Israël rejette la compétence de la cour de La Haye et nie tout crime de guerre à Gaza. Les dirigeants du Hamas ont également rejeté les accusations de crimes de guerre.

Parmi les sujets débattus par les responsables américains dans les dernières semaines de l'administration Biden figurait la question de savoir si le gouvernement pourrait être complice si des responsables israéliens devaient être poursuivis devant un tribunal international, selon des sources proches du dossier.

Les responsables américains ont publiquement défendu Israël tout en débattant en privé de la question à la lumière des rapports de renseignement, ce qui est devenu un point de vulnérabilité politique pour les Démocrates. Biden et la vice-présidente Kamala Harris ont mené des campagnes présidentielles finalement infructueuses.

Biden n'a pas répondu à une demande de commentaire.

Le sénateur démocrate Chris Van Hollen, critique de la campagne israélienne à Gaza, des restrictions à l'aide aux civils palestiniens et du soutien américain à l'opération, a estimé auprès de Reuters que ce reportage soulignait « un schéma de cécité délibérée de la part de l'administration Biden concernant l'utilisation et l'abus d'armes américaines à Gaza ».

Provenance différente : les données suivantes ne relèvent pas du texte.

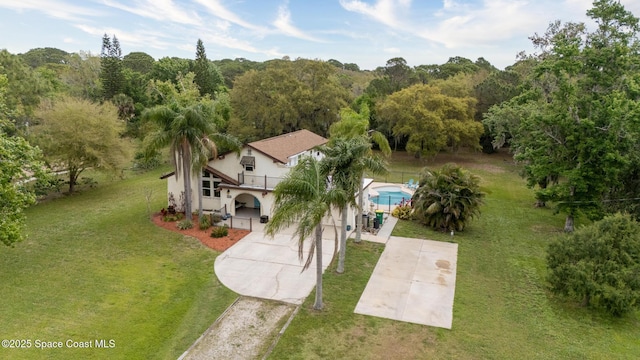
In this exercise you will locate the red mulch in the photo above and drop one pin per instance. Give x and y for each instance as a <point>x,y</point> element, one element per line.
<point>218,244</point>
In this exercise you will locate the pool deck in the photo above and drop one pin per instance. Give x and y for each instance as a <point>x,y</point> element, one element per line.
<point>373,192</point>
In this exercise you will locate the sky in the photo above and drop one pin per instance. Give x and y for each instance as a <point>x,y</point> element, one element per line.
<point>364,32</point>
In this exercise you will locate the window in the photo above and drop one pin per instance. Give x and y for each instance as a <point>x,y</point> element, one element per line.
<point>216,189</point>
<point>206,184</point>
<point>248,162</point>
<point>206,188</point>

« L'administration Biden a sciemment détourné le regard face à des preuves accablantes de crimes de guerre commis avec des armes américaines à Gaza », a déclaré Van Hollen, élu du Maryland, à Reuters.

Israël, qui fait face à une accusation de génocide devant la Cour internationale de Justice, rejette ces allégations qu'il juge motivées politiquement et affirme que sa campagne vise le Hamas, et non la population civile de Gaza.

L'armée israélienne affirme chercher à minimiser les pertes civiles tout en ciblant des militants retranchés dans des hôpitaux, écoles et abris, en utilisant des avertissements et des munitions appropriées. Un responsable militaire israélien a indiqué à Reuters en septembre que l'armée enquêtait sur environ 2 000 incidents de possibles fautes, dont des décès de civils et des dégâts aux infrastructures.

Certaines affaires ont été révélées dans le cadre de la plainte pour génocide déposée devant la Cour internationale de Justice, a précisé ce responsable.